Sunday 18 September 2011

A tale of a tea loaf

And so back to the more chatty style of post. This week I have returned to that which I am most comfortable with: baking.

New recipe number one was supper on a miserable Thursday evening and cooked as comfort food for the other half as he found himself bogged down with work. We whittled red meat out of the things we fancied and settled on some kind of pie--I had just been paid so this pie, complete with a near full jar of Waitrose's grilled artichokes, was slapped on the evening's menu.

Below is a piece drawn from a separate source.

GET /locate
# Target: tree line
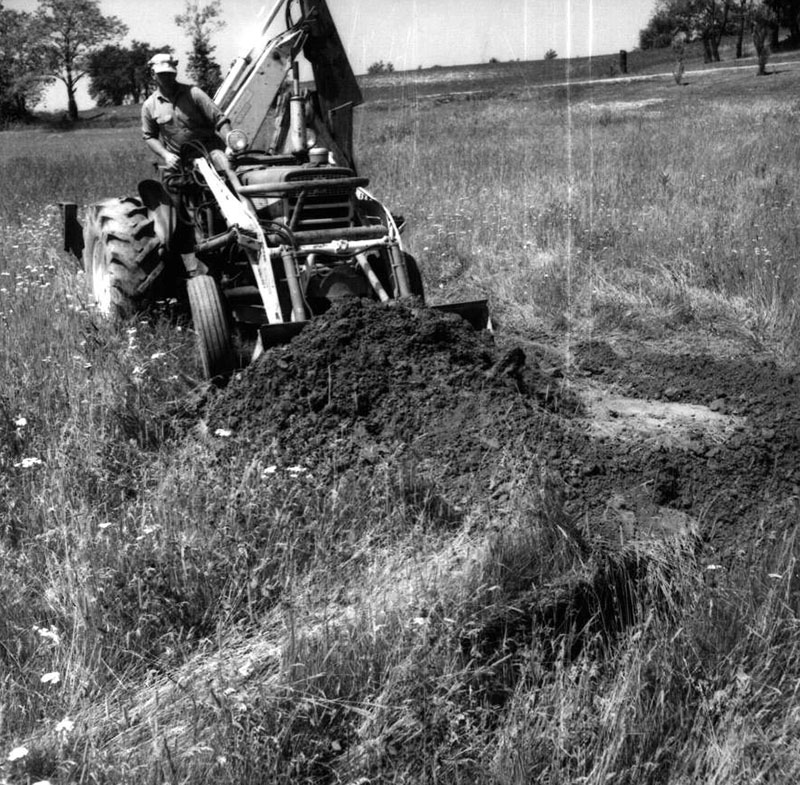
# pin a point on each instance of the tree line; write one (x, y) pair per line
(708, 21)
(69, 40)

I could not find wild mushrooms in Leeds city centre, and had to settle on closed cup and chestnuts. Also, I did as the recipe suggested and was lazy enough not to make my own short crust pastry. I came to regret this, as I have now reached the proud point of being able to make better-than-shop-bought pastry (gentle readers who have been with me throughout this journey will remember I used to be Sally Carrie Cackhands with pastry: it scared me, and that which I made was not nice to eat). Anyway, Mr Waitrose's slightly tough pastry aside, it was very good. The mushrooms gave it a really autumnal taste and because it was filled with veggies, sharing a rather large pie between us for supper did not leave us feeling as sordid as we might have. Before I move onto the next recipe, the pie is not blind baked, and you can avoid the problem of a 'soggy bottom'--which seems to have plagued those commenting on the BBC's webpage with the recipe--by cooking it on a chip tray with holes in it.

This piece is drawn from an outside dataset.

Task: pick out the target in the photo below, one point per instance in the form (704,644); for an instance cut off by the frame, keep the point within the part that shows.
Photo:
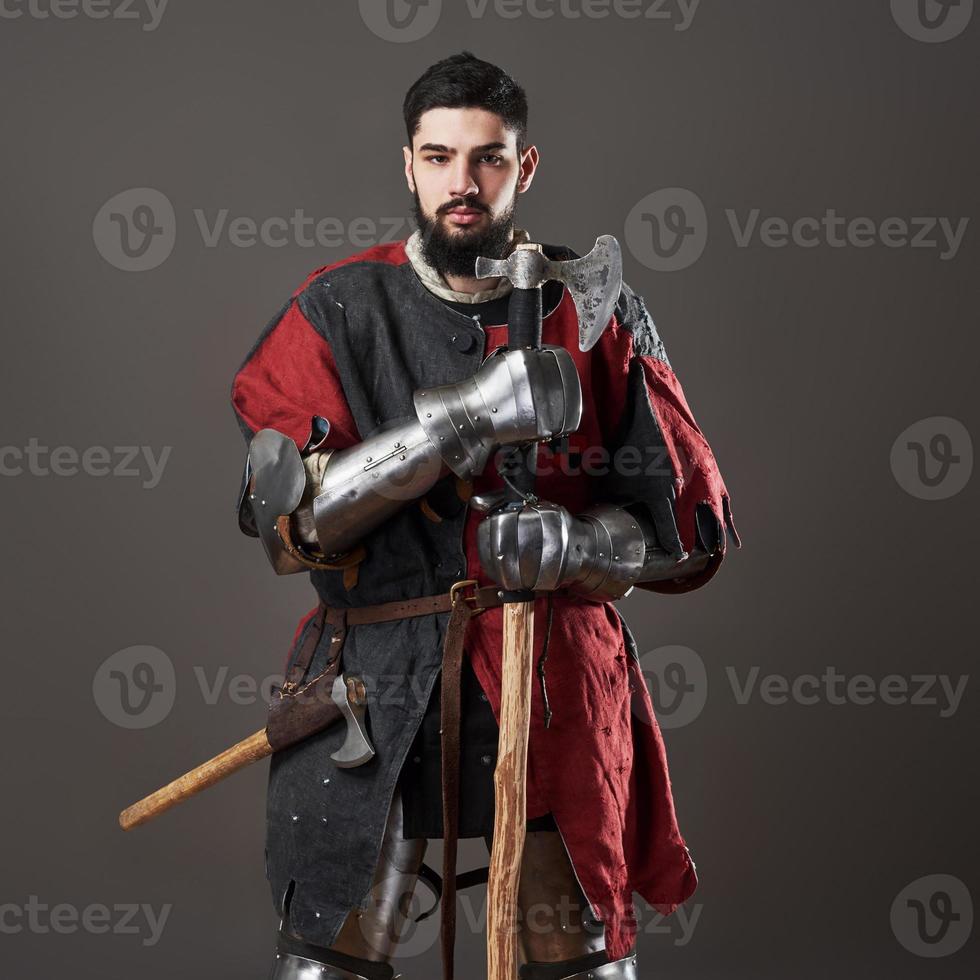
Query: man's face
(465,173)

I have also successfully made my Grandma's tea loaf (or rather loaves: the recipe makes a brace). All families seem to have foods which are traditional to them; whether it be your mum's Sunday roast, or your dad's bar-be-que sauce, most families have recipes which are tweaked to become their own or things which are the taste and smell of home. Although this year has mostly been about branching off into new things, I have also realised that there are some things closer to home which I wanted to learn to make. This seems to be a recipe which my great-grandfather brought home from his travels and, presumably, gave to my great grandmother; it is a much treasured heirloom.

It is also a recipe which I thought might go wrong: all the measurements were imperial; I had to guess at the cooking times, as I knew my thermonuclear oven would char on the time and temperature stated (it was cooked in 30 minutes under the time, so my caution paid off); and I had never made a cake that doesn't contain fat before. What it does contain is sugar and dried fruit which have been soaked overnight in tea, and a flour and some egg which are stirred in in the morning. There is no creaming, no folding, no whisking--it is so simple. It is also the best use for dried fruit I am yet to come across and I have eaten slice after slice slathered in butter this afternoon.

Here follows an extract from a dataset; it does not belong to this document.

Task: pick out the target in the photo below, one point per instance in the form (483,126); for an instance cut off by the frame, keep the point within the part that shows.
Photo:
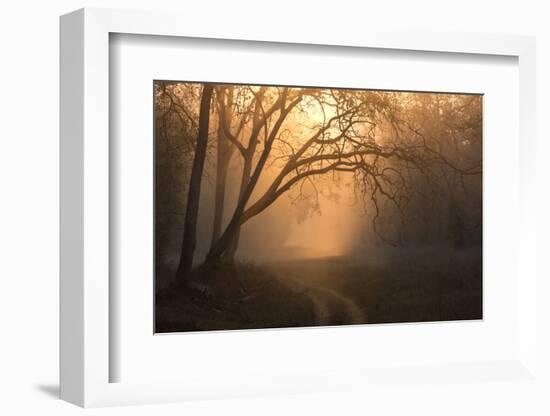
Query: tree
(191,215)
(355,132)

Here I will leave you. I need to work out how to skin some pollock fillets, but that's another story for next week.

Wednesday 14 September 2011

The world in ten words

Ok, so, a bit of a break, I was off enjoying a staycation and intimidating myself by reading Julie and Julia, although it didn't really intimidate me as she seemed to spend a lot of time whining and didn't really say that much on the food--more about her tantrums. So I am not going to waffle about my personal problems--you can have a round up of the recipes in 10 words or less--per recipe. (I made another recipe for focaccia, as I realised, having watched The Great British Bake Off that nice as the rosemary one which I made earlier this year it did did not actually produce focaccia, I shan't bore you with details of an uneven crumb structure which should happen.)

Simon Hopkinson's Olive Oil Mash:


Grown up babyfood. Mash shouldn't be puréed. Tasted nice.









Paul Hollywood's Focaccia

Messy--dough everywhere! Eaten before I could photograph. Nom, nom.

Tiramisu Cake (author's own)


A's birthday: sponge, brandy, chocolate ganache. Peculiar candles.